We’re sharing ten things that you can “be” to help make a child’s transition into your child care program easier. It doesn’t matter whether the child is completely new to the center, is being moved to a new classroom, or is being moved for just part of a day; you can help each child feel comfortable in his or her new situation.
1. Be Prepared
You will undoubtedly know that a new child is coming to your classroom, so it is easy for you to be prepared for them. Make a cubbie especially for the children who are new. This means a lot to the child and to the parents, and this will set the tone for this family’s experience with the center and with you as a professional. Be sure the child is incorporated into class activities and programs like the Birthday Board. Have a cot already for them so that you’re not trying to locate one at naptime on his or her first day. Place a welcome sign on your classroom door and give it to the parents to save for the child’s Baby Book as a remembrance of their first day of school.
2. Be Welcoming
Be warm and speak to the child on his or her eye level. Think back to how intimidating your first day experience may have been.
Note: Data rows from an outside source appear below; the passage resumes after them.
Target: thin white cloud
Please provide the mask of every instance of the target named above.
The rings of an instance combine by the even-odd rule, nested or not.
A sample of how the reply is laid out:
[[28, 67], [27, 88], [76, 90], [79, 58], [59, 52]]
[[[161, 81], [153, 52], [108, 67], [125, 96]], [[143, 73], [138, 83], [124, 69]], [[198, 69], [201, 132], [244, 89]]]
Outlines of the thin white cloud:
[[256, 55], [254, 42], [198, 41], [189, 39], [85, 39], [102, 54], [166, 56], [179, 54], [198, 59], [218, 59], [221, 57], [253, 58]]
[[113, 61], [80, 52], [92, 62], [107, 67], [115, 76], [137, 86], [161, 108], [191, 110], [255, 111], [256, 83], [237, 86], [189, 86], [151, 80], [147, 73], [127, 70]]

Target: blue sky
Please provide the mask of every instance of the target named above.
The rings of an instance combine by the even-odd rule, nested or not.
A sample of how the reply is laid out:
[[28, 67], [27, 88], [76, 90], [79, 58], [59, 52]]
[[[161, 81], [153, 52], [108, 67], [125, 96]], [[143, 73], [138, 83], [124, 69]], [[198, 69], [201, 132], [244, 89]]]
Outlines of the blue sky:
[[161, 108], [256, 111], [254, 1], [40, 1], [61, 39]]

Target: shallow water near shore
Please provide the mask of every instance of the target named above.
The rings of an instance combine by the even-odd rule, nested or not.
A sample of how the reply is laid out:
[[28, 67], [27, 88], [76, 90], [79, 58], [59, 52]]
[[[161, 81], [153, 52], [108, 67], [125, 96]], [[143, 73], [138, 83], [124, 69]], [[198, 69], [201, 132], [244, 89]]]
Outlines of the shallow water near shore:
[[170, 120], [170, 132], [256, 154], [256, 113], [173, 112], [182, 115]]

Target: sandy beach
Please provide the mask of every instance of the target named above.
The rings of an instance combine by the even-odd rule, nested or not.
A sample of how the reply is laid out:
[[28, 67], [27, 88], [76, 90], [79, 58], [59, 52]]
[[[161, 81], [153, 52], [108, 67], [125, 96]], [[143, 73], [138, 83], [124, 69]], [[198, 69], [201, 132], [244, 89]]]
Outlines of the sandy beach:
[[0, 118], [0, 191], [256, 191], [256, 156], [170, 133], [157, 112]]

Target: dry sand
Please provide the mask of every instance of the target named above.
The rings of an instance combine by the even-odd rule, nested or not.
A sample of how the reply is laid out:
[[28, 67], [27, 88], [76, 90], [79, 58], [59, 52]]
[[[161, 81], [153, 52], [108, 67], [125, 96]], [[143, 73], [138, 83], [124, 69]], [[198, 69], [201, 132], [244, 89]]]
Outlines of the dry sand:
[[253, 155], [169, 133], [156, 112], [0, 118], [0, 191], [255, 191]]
Spend some one-on-one time with the new child in order to make him or her feel personally welcomed.
3. Be Informative
Give the child a tour of the classroom. Show them the different areas which they will be using and positively share a few very simple rules and guidelines. Explain the routine to the child so he or she knows what will happen next. Every classroom is different and every teacher has different ways of doing things, so take the time to clarify specifically what you expect of your students.
4. Be Polite
Introduce the child to the other children in his or her new class and introduce the group to the new child. This is a very basic courtesy, but one which is often easily overlooked – even by those who feel like they have good manners. Remember how many new classmates the child is meeting and make this introduction more than once.
5. Be Specific
Be sure that you are pronouncing and spelling the child’s name correctly. This HUGE. They will not feel like you have taken the time to learn anything about them if you do this inaccurately. It is also very offensive to the parents that the teacher or center does not take the time to learn their child’s name.
6. Be Thorough
Read through the Child Profile (developmental intake information.) There is often very important and insightful information located here – including crucial information on details such as allergies – that you need to know. Learn specific details, such as what the child’s previous child care situations have been. This can be very important. For example, a child who has only stayed with Grandma will have no clue about what “walking feet” are, or how to use some types of classroom supplies or equipment such as easels. Take the time to gather information from the parent. This will reinforce the fact that you are sincerely concerned about how comfortable and secure their child feels in your center. Also gather information from the child’s former teacher. (You may need a release to do this.)
7. Be Helpful
Pair the new child up with a buddy who can help the child become acquainted with the class and the center. Children are great welcoming committees and can do a great job at helping you help the new child.
8. Be Considerate
Mid-morning of the first day, call the parent of a new child to let them know that the child is doing okay. Parents are very grateful for this small gesture. This is usually foremost on their minds, and confirmation from you is a tremendous comfort. Often parents feel that their calling to check up on their child would be a bother. Reiterate to the new parent that they can always call. The first few days are rough, and this small gesture is very reassuring. If you will not see this parent when they pick up their child, leave a detailed note for them every day that first week on things their child liked and had fun doing. Pictures are worth a thousand words, so take a picture of the child enjoying an activity for the parent if at all possible. Continuing to make your “What We Did Today” notes detailed and interesting and posted in a highly visible location – will help to maintain and build upon parent/teacher communication.
9. Be Proactive
If you have a child moving to a new teacher, talk to the child in advance about the move and encourage the child’s parents to do the same. This will help them to mentally prepare for the changes. Introduce a child to their new teacher a few times, if possible. Of course, it would be ideal to walk the child through the new classroom several times before the big moving day. Having the child spend small amounts of time in that room is sometimes helpful as well. Of course, you want to make sure the parents are informed that this will be taking place. Do not make this a secret from the child – be very clear about what is going on and where they will be at different times during that day.
10. Be Engaging
Often children who are new to child care need a little extra care. Make efforts to include the child as much as possible in interactions with other children. Often children new to this experience don’t have the social skills to interject themselves into play experiences with others. They will need help from you. There are excellent books that can help. (Mr. Rogers Goes to Day Care by Fred Rogers, Debbie Does Day Care)
The ten tips listed above are connected by a common thread – communication. Children are just like adults in that they want to know what is happening and what is expected of them – especially when the situation or environment is new. Be sure to respect children and their feelings enough to keep them in the communication loop.
A child’s first experience in a new classroom can be frightening – or it can be seamless, calm, and fun. Child care teachers play a huge role in how each child’s (and each family’s) experience turns out.